One level 8, four 6's, four 5's, seven 4's ( 3 repeats) ten 3's (4 repeats).
If I can assume the L6 kids are in the new L6 program and will be doing basic optional optional work, and add those 4 to the remaining L8 and the three other optional kids who've left the program (2- L8's that went to L9, and 1- L6 that went L7), I come up with 3 L8's and 5 L6's being backed up by a compulsory program of 21 kids. That's just a bit under a 25/75 percent distribution, and that's not all that shabby. I'd feel better if one of the following conditions existed:
First would bet that the abilities of the kid's, at their respective optional levels, was above average and proven in competition, and the training they're doing to "pay it forward" was advanced enough that their first step into the next two levels was an easy one. It sounds like that could be what's is taken place, considering all 3 girls who've left have instantly moved up a level.
The next condition is that the gym is still developing and is making progress toward filling up their optional program. Evidence of that might be apparent if they first opened their doors 4-7 years ago. Sorry for the broad range, but a gym takes longer to develop if the team program consists primarily of kids who've come up within the gyms program, as opposed to the other side of the coin that has gyms taking other program's best kids who don't have the patience to wait out the (your present gym) gym's sense of how to progress their athletes.
What that means is a gym can open it's doors and have optional kids in a very short span, and never have lifted a finger to teach them the skills they have as they walked through the door. The gym that prefers to raise up their team from within will need more time because about the best I've seen is 5 levels in a span of 3-4 years, so that's L2, L3, L4, L5, and L6 or 7.
The team development time is extended even further when a nearby club looks like it's a better program and kids leave the home based program for the take what comes program.
Sometime the take what comes program is a great place, but I think that more often it's a place where kids go and receive Candy Land coaching where everything a kid does her first two years is.... wow really great.... and the staff glows about the team's progress.... until the solid base the switching kids brought with them runs out of gas. Then the story changes and the individual kids become "great kids" that just haven't clicked into the next stage, and further down the road "they just don't seem committed the way they used to......
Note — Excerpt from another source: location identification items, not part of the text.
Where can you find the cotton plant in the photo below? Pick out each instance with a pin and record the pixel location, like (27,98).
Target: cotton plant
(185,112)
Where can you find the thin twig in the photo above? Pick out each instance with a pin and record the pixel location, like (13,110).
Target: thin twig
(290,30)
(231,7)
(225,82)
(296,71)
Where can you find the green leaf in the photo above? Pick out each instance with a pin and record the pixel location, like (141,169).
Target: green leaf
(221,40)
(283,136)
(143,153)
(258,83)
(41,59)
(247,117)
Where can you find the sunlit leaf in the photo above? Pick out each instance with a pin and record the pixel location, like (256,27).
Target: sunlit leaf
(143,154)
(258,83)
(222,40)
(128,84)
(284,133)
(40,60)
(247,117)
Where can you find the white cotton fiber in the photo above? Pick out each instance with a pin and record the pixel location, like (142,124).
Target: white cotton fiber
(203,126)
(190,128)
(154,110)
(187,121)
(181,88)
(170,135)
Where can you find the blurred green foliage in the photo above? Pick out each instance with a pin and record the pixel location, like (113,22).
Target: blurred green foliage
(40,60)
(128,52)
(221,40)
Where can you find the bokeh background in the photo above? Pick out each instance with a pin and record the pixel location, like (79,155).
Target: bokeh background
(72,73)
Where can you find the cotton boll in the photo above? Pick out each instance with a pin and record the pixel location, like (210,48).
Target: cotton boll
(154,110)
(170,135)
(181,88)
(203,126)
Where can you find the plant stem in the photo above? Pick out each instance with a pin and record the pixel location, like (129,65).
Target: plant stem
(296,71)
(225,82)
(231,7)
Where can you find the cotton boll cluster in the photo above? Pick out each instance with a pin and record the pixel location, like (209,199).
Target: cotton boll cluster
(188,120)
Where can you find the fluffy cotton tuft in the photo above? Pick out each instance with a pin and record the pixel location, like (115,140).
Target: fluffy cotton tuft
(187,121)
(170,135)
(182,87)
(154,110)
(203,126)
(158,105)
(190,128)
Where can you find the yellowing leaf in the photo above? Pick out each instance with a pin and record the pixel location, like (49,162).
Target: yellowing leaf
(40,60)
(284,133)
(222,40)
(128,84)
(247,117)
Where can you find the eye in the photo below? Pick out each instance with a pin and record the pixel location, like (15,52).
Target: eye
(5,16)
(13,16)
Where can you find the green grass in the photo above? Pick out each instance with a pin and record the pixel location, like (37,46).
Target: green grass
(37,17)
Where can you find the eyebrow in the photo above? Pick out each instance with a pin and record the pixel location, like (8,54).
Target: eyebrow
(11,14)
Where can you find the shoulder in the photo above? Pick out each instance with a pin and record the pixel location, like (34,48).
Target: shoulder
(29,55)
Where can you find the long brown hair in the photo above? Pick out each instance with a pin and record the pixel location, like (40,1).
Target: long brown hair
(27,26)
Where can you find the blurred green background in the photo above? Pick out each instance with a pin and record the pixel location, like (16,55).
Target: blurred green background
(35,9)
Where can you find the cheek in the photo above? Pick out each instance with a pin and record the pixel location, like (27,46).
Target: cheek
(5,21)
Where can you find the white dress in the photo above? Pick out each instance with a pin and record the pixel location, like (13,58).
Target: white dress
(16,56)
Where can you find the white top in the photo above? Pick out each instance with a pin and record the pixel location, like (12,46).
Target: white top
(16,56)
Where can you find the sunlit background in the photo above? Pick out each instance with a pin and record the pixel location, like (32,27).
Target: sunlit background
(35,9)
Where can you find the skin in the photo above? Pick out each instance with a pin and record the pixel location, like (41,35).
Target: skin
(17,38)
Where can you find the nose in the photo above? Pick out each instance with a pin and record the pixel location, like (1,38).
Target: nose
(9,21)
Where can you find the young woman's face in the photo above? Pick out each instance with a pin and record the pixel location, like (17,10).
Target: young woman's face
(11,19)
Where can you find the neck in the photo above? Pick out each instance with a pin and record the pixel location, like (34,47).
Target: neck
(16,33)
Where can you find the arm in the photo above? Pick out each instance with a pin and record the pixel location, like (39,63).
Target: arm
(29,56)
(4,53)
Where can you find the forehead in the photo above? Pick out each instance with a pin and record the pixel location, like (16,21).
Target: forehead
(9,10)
In other words the lack of progress isn't the fault of the receiving gym because all their best kids lose their drive to become great. How, you may ask, can they continue the pattern without people wising up to them. Quite simply they continue to take kids in from other programs that they left...... carrying sufficient quality fundamentals to last a couple of years. So the receiving gym has proof they can coach because they have such an amazing success rate with the younger kids (who've switched to them) and have no control over a child's loss of motivation..... It's total B.S.
I doubt I cleared anything up for you, but perhaps you're better prepared to get to the bottom of what's taking place.